Книга Красота на земле, страница 22. Автор книги Шарль Фердинанд Рамю

Разделитель для чтения книг в онлайн библиотеке

Онлайн книга «Красота на земле»

Cтраница 22

Они снова берутся за медные чаны и идут набирать раствор; она складывает в корзину бутылки, ножи и стаканы; куда же идти?

Она снова идет по вишневому саду. Теперь ее тень идет следом и справа. Тень вертится вокруг вас до самой смерти, а потом конец.

Она входит в деревню. С ней здороваются, она отвечает — вот и все. Вдруг она останавливается. Она видит Ружа, который идет перед ней и сворачивает в переулок; сама не зная зачем, она следует за ним. Вот он проходит за сараями, там, где мастерская итальянского коротышки-сапожника…

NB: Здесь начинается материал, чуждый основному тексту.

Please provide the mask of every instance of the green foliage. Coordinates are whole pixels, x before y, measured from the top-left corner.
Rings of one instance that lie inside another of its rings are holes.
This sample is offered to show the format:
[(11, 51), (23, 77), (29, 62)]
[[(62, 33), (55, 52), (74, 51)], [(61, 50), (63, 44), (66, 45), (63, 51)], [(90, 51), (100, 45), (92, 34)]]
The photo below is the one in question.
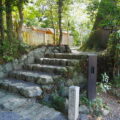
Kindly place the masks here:
[(16, 39), (13, 39), (12, 43), (5, 39), (3, 41), (3, 45), (0, 47), (0, 51), (3, 51), (0, 56), (2, 56), (5, 62), (10, 62), (13, 61), (15, 58), (18, 58), (21, 55), (27, 53), (30, 49), (30, 46), (24, 43), (20, 43)]
[(80, 97), (80, 104), (88, 106), (90, 113), (95, 116), (102, 115), (102, 109), (109, 109), (102, 98), (98, 97), (94, 101), (89, 101), (85, 95), (82, 95)]
[(58, 94), (52, 95), (52, 106), (59, 111), (65, 112), (65, 98), (59, 96)]
[(111, 89), (111, 83), (109, 82), (109, 76), (106, 73), (101, 74), (102, 76), (102, 81), (97, 83), (97, 91), (98, 93), (100, 92), (107, 92), (108, 90)]
[(96, 116), (102, 115), (102, 109), (109, 109), (101, 98), (96, 98), (96, 100), (89, 102), (89, 108)]
[(79, 36), (79, 32), (75, 29), (71, 29), (72, 30), (72, 36), (74, 38), (74, 45), (75, 46), (80, 46), (80, 36)]
[(107, 49), (108, 49), (108, 52), (113, 52), (112, 54), (120, 53), (120, 30), (110, 35)]
[(113, 79), (113, 85), (117, 88), (120, 88), (120, 75), (119, 76), (115, 76)]
[(104, 50), (110, 33), (119, 29), (120, 1), (118, 0), (92, 0), (88, 5), (88, 14), (94, 22), (89, 39), (83, 45), (85, 49)]
[(86, 96), (84, 96), (84, 95), (81, 95), (80, 96), (80, 104), (81, 105), (89, 105), (89, 100), (88, 100), (88, 98), (86, 97)]
[(3, 56), (3, 59), (4, 59), (6, 62), (10, 62), (10, 61), (13, 61), (13, 60), (14, 60), (14, 57), (4, 55), (4, 56)]
[(57, 92), (52, 93), (48, 101), (42, 100), (40, 103), (66, 113), (65, 98), (59, 96)]
[[(113, 68), (113, 77), (119, 78), (120, 76), (120, 30), (111, 34), (110, 39), (108, 41), (108, 54), (114, 60), (114, 68)], [(115, 82), (120, 81), (119, 79), (115, 79)]]
[(93, 0), (88, 6), (88, 14), (99, 16), (102, 27), (116, 27), (120, 24), (120, 1), (113, 0)]
[(18, 49), (18, 43), (14, 39), (13, 43), (10, 43), (7, 39), (3, 41), (3, 45), (1, 46), (1, 49), (4, 51), (4, 55), (14, 55), (15, 51)]

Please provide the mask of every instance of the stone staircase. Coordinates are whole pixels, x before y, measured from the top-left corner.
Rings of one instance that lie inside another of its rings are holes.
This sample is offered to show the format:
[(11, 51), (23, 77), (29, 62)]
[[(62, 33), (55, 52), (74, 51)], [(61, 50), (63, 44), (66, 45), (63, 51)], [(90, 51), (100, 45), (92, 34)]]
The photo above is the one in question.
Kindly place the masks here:
[(80, 60), (86, 61), (86, 58), (86, 55), (72, 53), (45, 54), (44, 58), (37, 58), (34, 63), (25, 64), (22, 69), (12, 71), (8, 77), (2, 78), (0, 88), (27, 98), (42, 96), (56, 83), (59, 86), (59, 81), (73, 79), (75, 68), (79, 70)]

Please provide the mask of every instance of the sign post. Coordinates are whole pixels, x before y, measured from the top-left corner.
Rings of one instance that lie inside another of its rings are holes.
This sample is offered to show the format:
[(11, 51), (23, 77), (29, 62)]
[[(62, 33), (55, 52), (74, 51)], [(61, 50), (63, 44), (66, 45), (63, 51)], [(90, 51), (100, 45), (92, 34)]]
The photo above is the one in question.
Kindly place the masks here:
[(97, 55), (91, 54), (88, 58), (88, 99), (96, 98)]

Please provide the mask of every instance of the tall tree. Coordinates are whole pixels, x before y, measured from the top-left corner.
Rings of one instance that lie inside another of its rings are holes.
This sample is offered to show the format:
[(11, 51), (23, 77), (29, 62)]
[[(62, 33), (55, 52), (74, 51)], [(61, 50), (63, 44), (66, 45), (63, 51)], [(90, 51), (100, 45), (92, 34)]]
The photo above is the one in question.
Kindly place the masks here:
[(49, 13), (49, 17), (50, 17), (50, 23), (51, 23), (51, 27), (54, 30), (54, 34), (53, 34), (53, 40), (54, 40), (54, 45), (56, 44), (56, 22), (55, 22), (55, 7), (56, 7), (56, 1), (55, 0), (47, 0), (47, 5), (49, 6), (49, 10), (47, 13)]
[(83, 48), (100, 50), (107, 47), (109, 35), (117, 26), (116, 20), (120, 19), (116, 3), (115, 0), (101, 0), (92, 32)]
[(12, 2), (13, 0), (5, 0), (7, 37), (9, 41), (13, 40)]
[(18, 0), (17, 8), (19, 12), (19, 23), (17, 28), (17, 38), (19, 41), (22, 41), (22, 26), (23, 26), (23, 4), (24, 0)]
[(58, 19), (59, 19), (59, 45), (62, 42), (62, 12), (63, 12), (63, 1), (58, 0)]
[(2, 46), (4, 40), (4, 23), (3, 23), (3, 0), (0, 0), (0, 45)]

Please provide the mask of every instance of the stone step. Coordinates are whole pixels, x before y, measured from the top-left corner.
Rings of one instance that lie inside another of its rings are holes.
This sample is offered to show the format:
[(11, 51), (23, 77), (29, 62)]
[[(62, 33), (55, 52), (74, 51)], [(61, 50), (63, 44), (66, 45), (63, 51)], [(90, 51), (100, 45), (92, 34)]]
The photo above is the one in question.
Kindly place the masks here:
[(65, 75), (69, 71), (72, 71), (72, 67), (53, 66), (53, 65), (41, 65), (41, 64), (29, 64), (24, 66), (25, 70), (39, 71), (57, 75)]
[(30, 101), (30, 99), (0, 89), (0, 110), (12, 111), (18, 107), (24, 106), (28, 101)]
[(25, 82), (23, 80), (2, 79), (0, 80), (0, 87), (14, 93), (19, 93), (20, 95), (28, 98), (41, 96), (42, 94), (42, 90), (39, 85)]
[(36, 63), (46, 65), (59, 65), (59, 66), (74, 66), (79, 64), (79, 60), (76, 59), (57, 59), (57, 58), (40, 58), (35, 60)]
[(30, 72), (30, 71), (14, 71), (9, 73), (9, 77), (20, 79), (28, 82), (37, 83), (40, 85), (47, 85), (54, 83), (54, 80), (59, 80), (61, 78), (60, 75), (51, 75), (40, 72)]
[(15, 112), (29, 120), (66, 120), (60, 112), (39, 103), (26, 104)]
[(81, 59), (83, 57), (88, 57), (88, 54), (75, 54), (75, 53), (55, 53), (55, 54), (45, 54), (47, 58), (59, 58), (59, 59)]
[[(53, 108), (0, 89), (0, 120), (67, 120)], [(12, 111), (12, 112), (11, 112)]]

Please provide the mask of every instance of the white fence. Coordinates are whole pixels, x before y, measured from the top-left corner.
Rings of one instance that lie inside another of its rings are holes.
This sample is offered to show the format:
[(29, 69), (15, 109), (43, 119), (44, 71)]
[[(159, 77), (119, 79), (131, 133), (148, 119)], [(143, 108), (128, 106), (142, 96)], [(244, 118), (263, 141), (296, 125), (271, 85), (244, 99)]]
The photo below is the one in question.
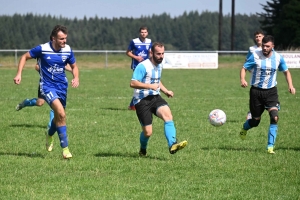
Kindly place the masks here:
[[(19, 59), (18, 56), (21, 54), (29, 51), (29, 49), (0, 49), (1, 52), (6, 52), (6, 53), (13, 53), (14, 54), (14, 62), (15, 65), (18, 65)], [(111, 53), (120, 53), (124, 54), (126, 50), (73, 50), (74, 53), (88, 53), (88, 54), (93, 54), (93, 53), (100, 53), (105, 55), (105, 67), (108, 67), (108, 55)], [(218, 55), (224, 55), (224, 54), (244, 54), (246, 55), (248, 51), (165, 51), (166, 54), (169, 55), (183, 55), (183, 54), (190, 54), (190, 55), (195, 55), (195, 54), (217, 54)], [(285, 58), (285, 61), (289, 68), (300, 68), (300, 51), (278, 51), (283, 55)], [(215, 57), (214, 61), (215, 62)]]

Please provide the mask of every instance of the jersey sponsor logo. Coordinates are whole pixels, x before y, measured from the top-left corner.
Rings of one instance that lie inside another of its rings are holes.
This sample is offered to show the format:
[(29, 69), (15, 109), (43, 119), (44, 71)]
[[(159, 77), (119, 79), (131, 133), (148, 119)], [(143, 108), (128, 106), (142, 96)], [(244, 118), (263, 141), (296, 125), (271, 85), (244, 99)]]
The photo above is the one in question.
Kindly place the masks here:
[(146, 49), (147, 49), (147, 50), (149, 49), (149, 45), (146, 45)]
[(63, 71), (64, 71), (64, 69), (61, 67), (57, 67), (57, 64), (48, 68), (48, 72), (50, 72), (52, 74), (61, 74), (61, 73), (63, 73)]
[(142, 56), (142, 57), (147, 57), (147, 54), (145, 53), (145, 51), (141, 51), (138, 56)]
[(51, 59), (50, 56), (48, 56), (48, 57), (47, 57), (47, 60), (50, 60), (50, 59)]
[(159, 83), (160, 78), (151, 78), (151, 84)]
[(140, 49), (140, 48), (141, 48), (141, 46), (138, 46), (138, 48)]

В тот час все работали на виноградниках, и Руж никого или почти никого не встретил, кроме детей, игравших на берегу, и женщин напротив жилища Перрена, да и те стирали, стоя к нему спиной. Он не заметил Эмили, свернул за сараи и подошел к двери с надписью сверху черным по белому: «Сапожник». Этот старик сапожник был итальянцем, Руж хорошо его знал — звали итальянца Росси. Но уже месяца два, как Росси увезли в больницу с двойным переломом ноги, и в мастерской заправлял его работник — горбун. Он появился в деревне как раз перед тем, как с Росси стряслась беда, и Руж ничего про него не знал, да и никто ничего про него не знал. В один прекрасный день он пришел к Миллике со своим аккордеоном, и люди сказали: «Он чертовски здорово играет». Потом он пришел еще раз, и все согласились, что таких, как он, еще поискать. А потом был этот вечер с савойцем, и больше его никто и не видел. Откуда пришел он? Никто не знал. И вот Руж толкнул дверь, зная только то, что горбун в мастерской, потому что видел его в окно. Он услышал стук молотка, потом наступила тишина, и прозвучало: «Входите!»

Горбун сидел на низеньком табурете, потому что не поместился бы на стуле со спинкой: он не мог держать голову прямо или откинуть ее назад. Он повернул лицо к Ружу, и его красивые глаза сверкнули; он занес молоток над латунным гвоздем. Руж подошел поближе, засунув руки в карманы.

— Я пришел не за башмаками, — сказал он. — С нашим ремеслом они не так-то быстро снашиваются. С нас своя шкура слезает…

Он начал с того, что прошелся по комнате, разглядывая верстак и лежащую на нем всякую всячину: куски кожи, колышки, горшочки с топленым варом, сапожные ножи.

— Так что я пришел не к сапожнику, месье… — Он хотел вспомнить имя, горбуна, но так и не смог. — Потому что кто ж станет спорить, что второго такого, как вы, не найти… И вы, наверное, не знаете… — Он бросил взгляд на горбуна, который, с трудом задрав голову, тоже смотрел на Ружа. — После этого дела с савойцем, вы знаете, нам всем было так неприятно… Но мы надеемся… Я-то сам там не был, это она… Вы же помните, Жюльет, мадемуазель Жюльет…

Горбун встал, стараясь совладать со сгибавшим его весом горба. Он молча прошел к двери в соседнюю комнату, на минуту исчез и вернулся.

— О! Я вижу, что ваш инструмент в порядке, — заметил Руж. — Надо же, как вы ловко сумели… Кожу подобрали, да и клей, если вы его склеили… Надо же, как он отлично звучит… Не хуже, чем прежде, я вас поздравляю… О! Она будет довольна… — Он замолчал, оттого что горбун все равно бы его не услышал. — Я вам еще не сказал, месье… — И замолчал снова.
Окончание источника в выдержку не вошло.